The optimization model was applied to Lumberton, North Carolina, which is subject to recurrent flooding, and its performance was tested. Two mitigation techniques were investigated in this case study. Firstly, building elevation was investigated using two elevationss, 1.5 and 3.0 m, as a long-term mitigation measure, and secondly, flood barriers were investigated as a short-term mitigation measure. It was demonstrated that long-term mitigation measures could help the community significantly reduce the expected economic losses.
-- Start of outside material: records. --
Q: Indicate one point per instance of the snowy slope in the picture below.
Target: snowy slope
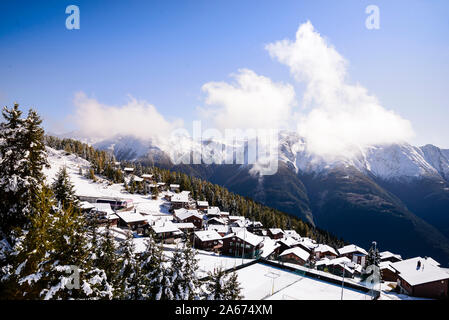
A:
(86, 187)
(384, 161)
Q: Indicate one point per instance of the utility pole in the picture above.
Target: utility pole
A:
(243, 248)
(343, 282)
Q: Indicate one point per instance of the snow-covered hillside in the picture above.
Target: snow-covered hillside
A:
(86, 187)
(385, 162)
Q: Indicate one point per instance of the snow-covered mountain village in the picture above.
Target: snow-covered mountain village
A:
(162, 242)
(213, 159)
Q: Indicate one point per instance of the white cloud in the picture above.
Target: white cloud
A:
(136, 118)
(252, 101)
(342, 117)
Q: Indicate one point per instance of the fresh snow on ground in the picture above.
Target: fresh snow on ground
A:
(86, 187)
(259, 281)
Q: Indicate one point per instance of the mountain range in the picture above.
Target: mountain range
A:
(397, 195)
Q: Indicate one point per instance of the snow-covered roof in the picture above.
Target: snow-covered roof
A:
(292, 233)
(183, 214)
(325, 248)
(308, 243)
(180, 197)
(269, 245)
(131, 216)
(386, 265)
(86, 205)
(219, 228)
(103, 207)
(352, 248)
(202, 203)
(184, 225)
(301, 253)
(137, 179)
(213, 211)
(208, 235)
(239, 223)
(387, 254)
(246, 236)
(276, 231)
(415, 275)
(164, 227)
(289, 242)
(256, 224)
(219, 220)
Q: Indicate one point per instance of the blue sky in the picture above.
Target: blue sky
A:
(164, 51)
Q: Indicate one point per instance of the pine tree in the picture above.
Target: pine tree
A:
(107, 259)
(190, 285)
(130, 273)
(372, 259)
(63, 189)
(156, 275)
(216, 285)
(49, 253)
(221, 286)
(22, 157)
(232, 288)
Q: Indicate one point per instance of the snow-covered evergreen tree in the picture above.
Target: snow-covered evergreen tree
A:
(373, 260)
(130, 274)
(190, 284)
(216, 285)
(52, 257)
(156, 273)
(22, 157)
(232, 288)
(221, 286)
(63, 189)
(107, 259)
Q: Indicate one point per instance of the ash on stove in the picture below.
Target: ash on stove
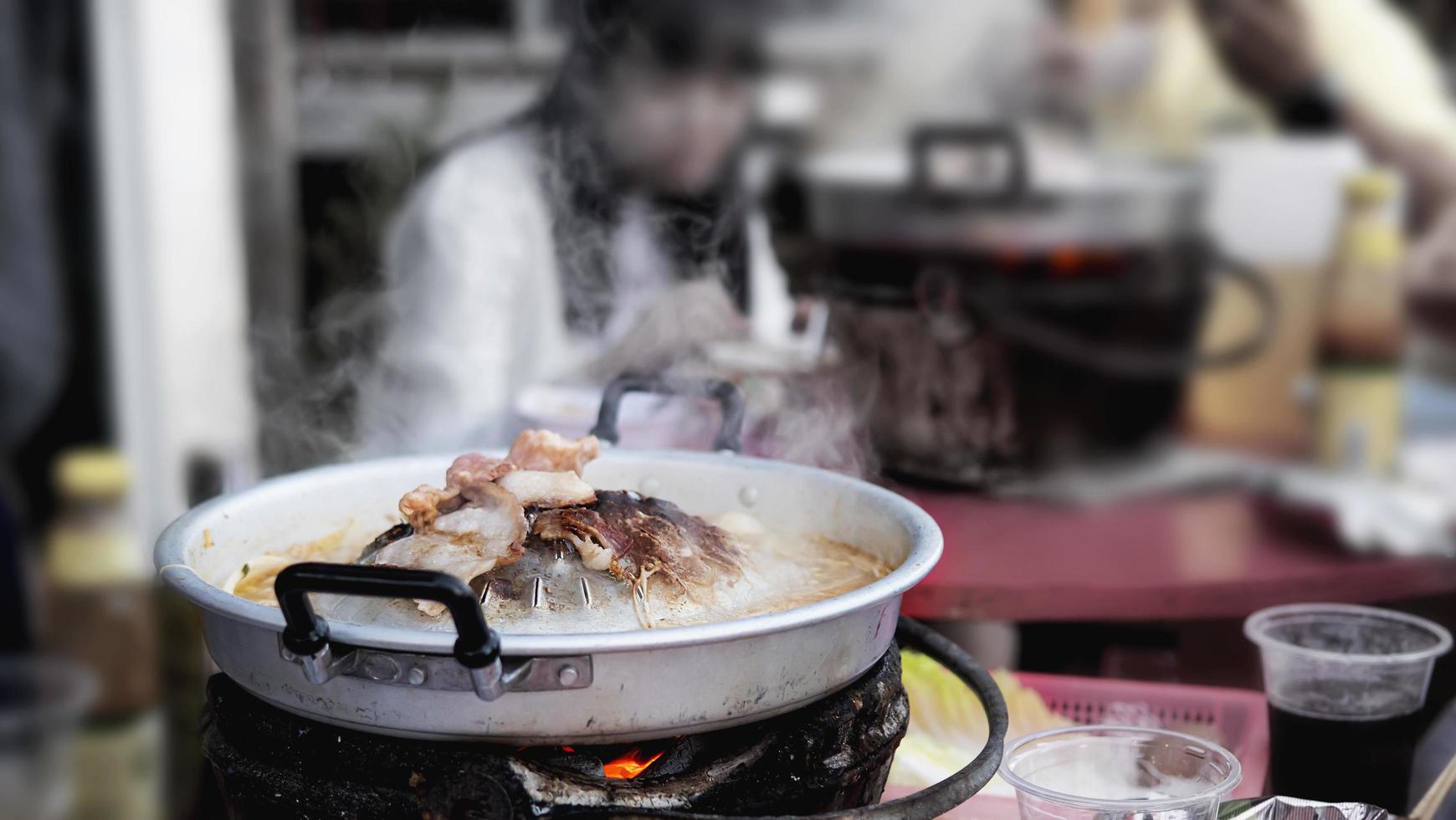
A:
(830, 755)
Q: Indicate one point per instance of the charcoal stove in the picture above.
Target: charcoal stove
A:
(828, 758)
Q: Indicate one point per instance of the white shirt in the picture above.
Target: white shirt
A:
(476, 303)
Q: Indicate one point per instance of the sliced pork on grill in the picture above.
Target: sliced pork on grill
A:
(551, 452)
(481, 520)
(470, 477)
(488, 532)
(637, 538)
(548, 489)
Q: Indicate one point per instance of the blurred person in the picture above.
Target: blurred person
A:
(604, 230)
(1196, 67)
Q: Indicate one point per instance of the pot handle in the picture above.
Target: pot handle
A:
(982, 139)
(1136, 363)
(306, 634)
(727, 395)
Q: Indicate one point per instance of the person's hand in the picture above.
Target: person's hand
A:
(1264, 44)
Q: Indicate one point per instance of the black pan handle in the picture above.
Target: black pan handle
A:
(727, 395)
(986, 139)
(306, 633)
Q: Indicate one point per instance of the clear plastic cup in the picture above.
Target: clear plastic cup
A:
(1110, 772)
(1356, 663)
(41, 705)
(1346, 688)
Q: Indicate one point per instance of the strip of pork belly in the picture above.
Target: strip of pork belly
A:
(548, 489)
(464, 484)
(627, 535)
(466, 544)
(551, 452)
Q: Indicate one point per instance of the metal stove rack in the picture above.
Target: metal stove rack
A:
(925, 804)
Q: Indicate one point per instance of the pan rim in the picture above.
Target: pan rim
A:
(926, 544)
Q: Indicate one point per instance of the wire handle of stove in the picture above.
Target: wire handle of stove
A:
(306, 634)
(727, 395)
(926, 802)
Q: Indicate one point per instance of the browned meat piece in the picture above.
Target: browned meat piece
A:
(542, 489)
(551, 452)
(470, 472)
(424, 505)
(469, 542)
(633, 538)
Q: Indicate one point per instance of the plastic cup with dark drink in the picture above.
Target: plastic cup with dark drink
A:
(1346, 686)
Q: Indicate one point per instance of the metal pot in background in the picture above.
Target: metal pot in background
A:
(999, 316)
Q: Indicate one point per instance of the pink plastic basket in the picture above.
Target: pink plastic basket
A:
(1237, 717)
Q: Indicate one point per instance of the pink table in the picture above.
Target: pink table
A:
(1174, 560)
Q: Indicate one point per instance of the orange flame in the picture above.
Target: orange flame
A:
(629, 765)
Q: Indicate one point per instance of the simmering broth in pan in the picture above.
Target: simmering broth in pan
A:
(779, 571)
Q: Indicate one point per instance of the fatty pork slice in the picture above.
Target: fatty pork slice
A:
(552, 452)
(539, 489)
(468, 479)
(635, 538)
(468, 542)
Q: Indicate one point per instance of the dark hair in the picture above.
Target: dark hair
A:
(705, 233)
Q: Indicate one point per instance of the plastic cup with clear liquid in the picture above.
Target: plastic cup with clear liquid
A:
(1113, 772)
(41, 705)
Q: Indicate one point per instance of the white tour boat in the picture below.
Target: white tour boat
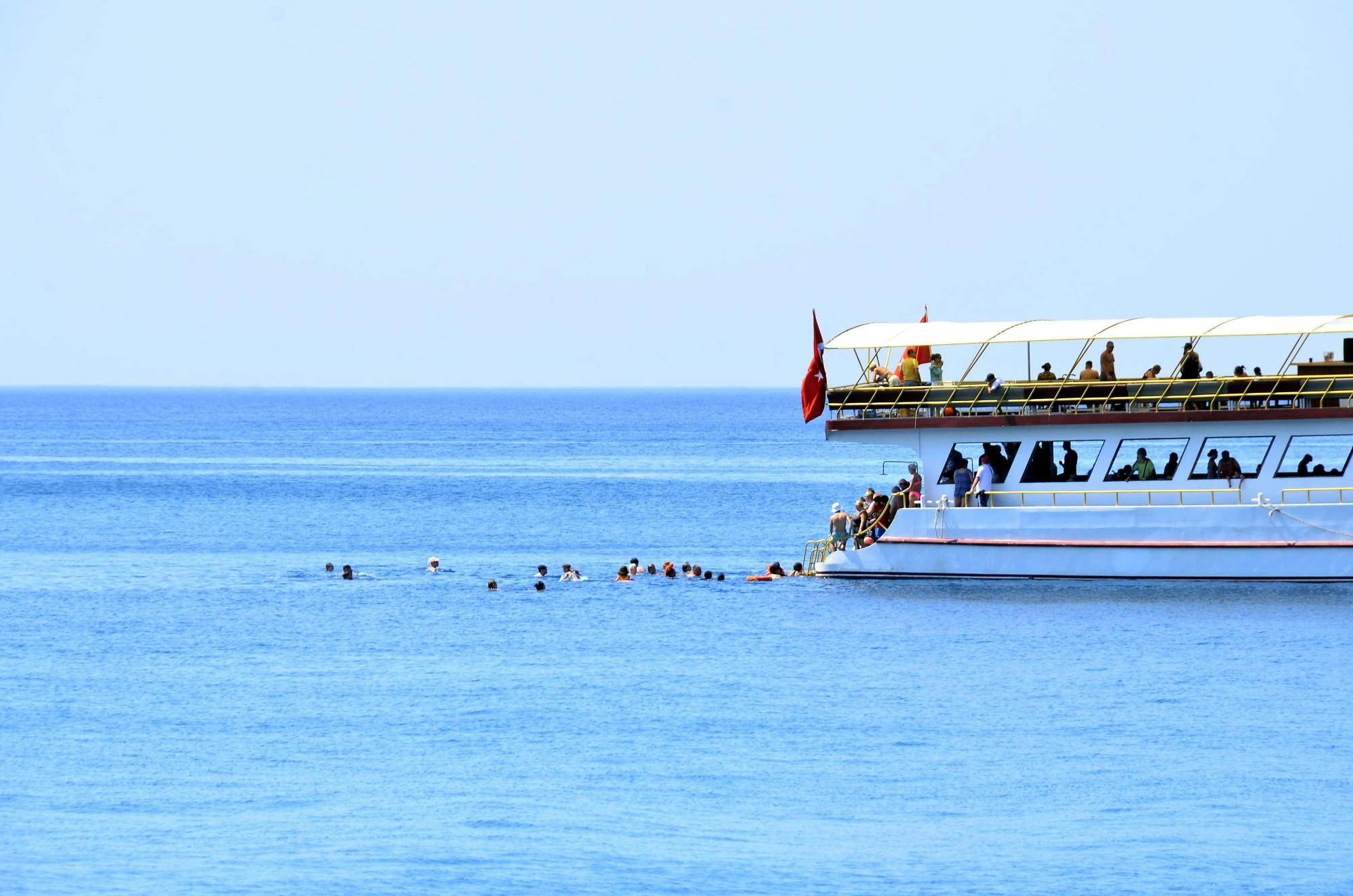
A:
(1070, 498)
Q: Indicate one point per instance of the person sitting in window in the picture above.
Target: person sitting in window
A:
(1229, 467)
(1172, 466)
(1144, 470)
(1070, 461)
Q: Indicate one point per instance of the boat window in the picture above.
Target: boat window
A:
(1063, 461)
(999, 452)
(1248, 451)
(1163, 454)
(1316, 456)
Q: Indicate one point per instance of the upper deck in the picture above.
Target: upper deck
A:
(1301, 392)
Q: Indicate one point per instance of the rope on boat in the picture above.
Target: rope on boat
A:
(1272, 508)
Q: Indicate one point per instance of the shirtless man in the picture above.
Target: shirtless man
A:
(840, 527)
(1107, 363)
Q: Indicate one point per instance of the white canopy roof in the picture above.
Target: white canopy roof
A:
(1137, 328)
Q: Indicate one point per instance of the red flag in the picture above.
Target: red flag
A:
(923, 351)
(815, 382)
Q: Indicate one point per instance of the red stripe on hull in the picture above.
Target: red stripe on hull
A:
(1047, 543)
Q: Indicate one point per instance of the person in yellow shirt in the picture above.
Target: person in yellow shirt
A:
(911, 374)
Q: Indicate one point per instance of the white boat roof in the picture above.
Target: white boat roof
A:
(1134, 328)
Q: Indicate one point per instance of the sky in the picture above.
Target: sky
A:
(643, 194)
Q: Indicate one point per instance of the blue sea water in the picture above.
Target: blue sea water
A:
(190, 704)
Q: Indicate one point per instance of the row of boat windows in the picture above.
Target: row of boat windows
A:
(1074, 461)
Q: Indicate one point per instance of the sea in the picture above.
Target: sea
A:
(191, 704)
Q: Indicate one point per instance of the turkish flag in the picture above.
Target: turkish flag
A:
(922, 351)
(815, 382)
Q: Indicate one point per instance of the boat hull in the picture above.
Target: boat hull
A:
(1208, 543)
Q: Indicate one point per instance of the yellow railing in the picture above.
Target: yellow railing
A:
(1074, 396)
(1084, 494)
(1339, 493)
(818, 550)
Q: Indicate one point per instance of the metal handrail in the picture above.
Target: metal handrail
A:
(1068, 396)
(1086, 493)
(1308, 493)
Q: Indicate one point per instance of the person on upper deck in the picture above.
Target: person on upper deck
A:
(1190, 366)
(1107, 370)
(937, 369)
(909, 370)
(1070, 462)
(1144, 469)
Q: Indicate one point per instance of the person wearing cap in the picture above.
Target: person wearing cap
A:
(937, 369)
(1190, 366)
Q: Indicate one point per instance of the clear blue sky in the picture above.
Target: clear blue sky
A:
(321, 194)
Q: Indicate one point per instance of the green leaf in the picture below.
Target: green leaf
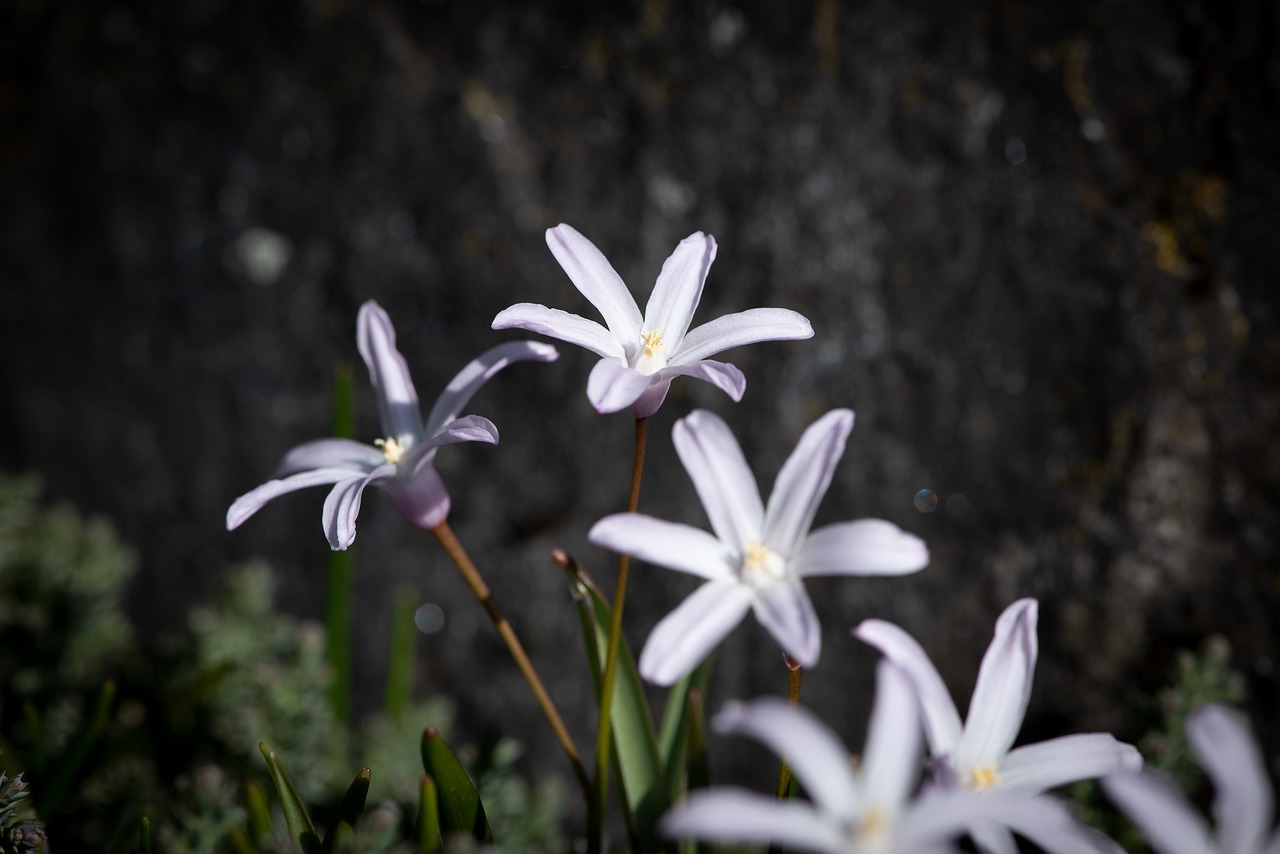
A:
(673, 739)
(426, 829)
(301, 829)
(348, 811)
(77, 752)
(259, 814)
(644, 785)
(457, 800)
(403, 652)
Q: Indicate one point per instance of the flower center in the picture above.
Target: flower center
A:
(391, 448)
(650, 359)
(760, 565)
(984, 777)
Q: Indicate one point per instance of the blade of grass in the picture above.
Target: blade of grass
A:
(348, 812)
(301, 829)
(458, 802)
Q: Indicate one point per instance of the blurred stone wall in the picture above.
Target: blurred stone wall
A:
(1037, 242)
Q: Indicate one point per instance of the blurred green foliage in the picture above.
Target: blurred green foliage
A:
(172, 733)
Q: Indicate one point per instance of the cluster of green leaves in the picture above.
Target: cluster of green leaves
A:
(1201, 677)
(106, 735)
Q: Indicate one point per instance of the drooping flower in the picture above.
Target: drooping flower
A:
(640, 355)
(758, 556)
(863, 809)
(977, 756)
(1243, 802)
(400, 464)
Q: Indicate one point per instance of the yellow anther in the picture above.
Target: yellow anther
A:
(984, 777)
(757, 556)
(392, 448)
(873, 826)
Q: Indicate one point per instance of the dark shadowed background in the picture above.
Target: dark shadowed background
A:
(1038, 243)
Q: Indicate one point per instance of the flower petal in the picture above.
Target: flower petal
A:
(478, 371)
(330, 453)
(941, 718)
(252, 501)
(397, 401)
(561, 325)
(342, 506)
(810, 749)
(1161, 813)
(862, 547)
(720, 473)
(684, 636)
(469, 428)
(421, 497)
(726, 378)
(804, 480)
(597, 281)
(1037, 767)
(676, 547)
(612, 386)
(786, 611)
(891, 757)
(735, 816)
(679, 288)
(1002, 690)
(731, 330)
(1233, 761)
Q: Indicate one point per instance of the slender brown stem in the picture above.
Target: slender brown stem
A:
(794, 672)
(604, 734)
(471, 575)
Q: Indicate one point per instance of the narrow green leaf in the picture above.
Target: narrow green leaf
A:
(259, 814)
(145, 835)
(301, 829)
(338, 613)
(77, 752)
(644, 785)
(348, 811)
(402, 654)
(426, 829)
(673, 736)
(458, 803)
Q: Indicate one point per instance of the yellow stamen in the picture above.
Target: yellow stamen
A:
(984, 777)
(392, 448)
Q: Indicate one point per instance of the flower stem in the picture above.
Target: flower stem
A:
(794, 672)
(471, 575)
(604, 734)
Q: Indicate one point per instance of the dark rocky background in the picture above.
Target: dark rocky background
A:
(1037, 241)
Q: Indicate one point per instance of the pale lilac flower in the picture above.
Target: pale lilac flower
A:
(1242, 807)
(858, 807)
(400, 464)
(640, 356)
(977, 756)
(758, 556)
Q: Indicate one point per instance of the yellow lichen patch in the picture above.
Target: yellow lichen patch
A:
(984, 777)
(391, 448)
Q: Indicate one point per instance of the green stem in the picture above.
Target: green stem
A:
(471, 575)
(604, 734)
(794, 672)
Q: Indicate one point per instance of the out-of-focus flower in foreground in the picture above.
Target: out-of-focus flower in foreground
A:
(1243, 803)
(977, 756)
(400, 464)
(640, 355)
(758, 556)
(858, 808)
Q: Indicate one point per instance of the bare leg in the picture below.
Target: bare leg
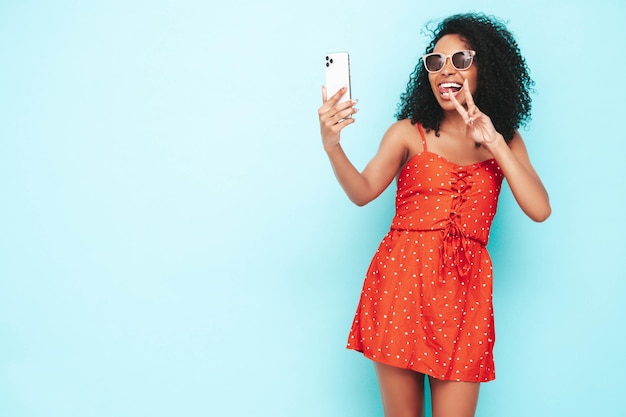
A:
(401, 390)
(453, 399)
On the other hand, short-term mitigation measures for some buildings will not help reduce their losses due to the high flood depth in that region. According to this study, it is preferable to implement long-term building mitigation measures if the budget allows due to the high flood depth in most areas. Furthermore, this long-term mitigation will protect a structure from multiple natural disasters. The optimization approach can be expanded to use other mitigation techniques to efficiently reduce the total direct economic losses at the building and community levels. It is noted here that one of this study’s limitations is that the optimization model only has one objective function, which is minimizing the expected economic loss, despite the fact that it may be expanded to include several objective functions.
The current model does not consider community-level decisions prior to determining building-level mitigation strategies for individual building owners. The developed model can be extended so that the model addresses community-level decisions along with building-level mitigation measures. Additionally, some machine learning algorithms can help predict future mitigations at both the community and building levels.

Author Contributions

Conceptualization, H.S.G., A.D.G. and C.D.N.; Data curation, O.M.N. and J.W.v.d.L.; Formal analysis, H.S.G. and O.M.N.; Funding acquisition, A.D.G., C.D.N. and J.W.v.d.L.; Investigation, H.S.G., A.D.G., C.D.N. and J.W.v.d.L.; Methodology, H.S.G., A.D.G. and C.D.N.; Resources, J.W.v.d.L.; Software, H.S.G. and O.M.N.; Supervision, A.D.G.; Validation, O.M.N. and J.W.v.d.L.; Writing—original draft, H.S.G. and O.M.N.; Writing—review & editing, H.S.G., O.M.N., A.D.G., C.D.N. and J.W.v.d.L. All authors have read and agreed to the published version of the manuscript.

Funding

This research was partially funded by the National Institute of Standards and Technology (NIST) Center of Excellence for Risk-Based Community Resilience Planning through a cooperative agreement with Colorado State University [70NANB20H008 and 70NANB15H044]. This research was also partially funded by the National Science Foundation (NSF) through award 2052930. Article processing charge was partially provided by the University of Oklahoma Libraries’ Open Access Fund.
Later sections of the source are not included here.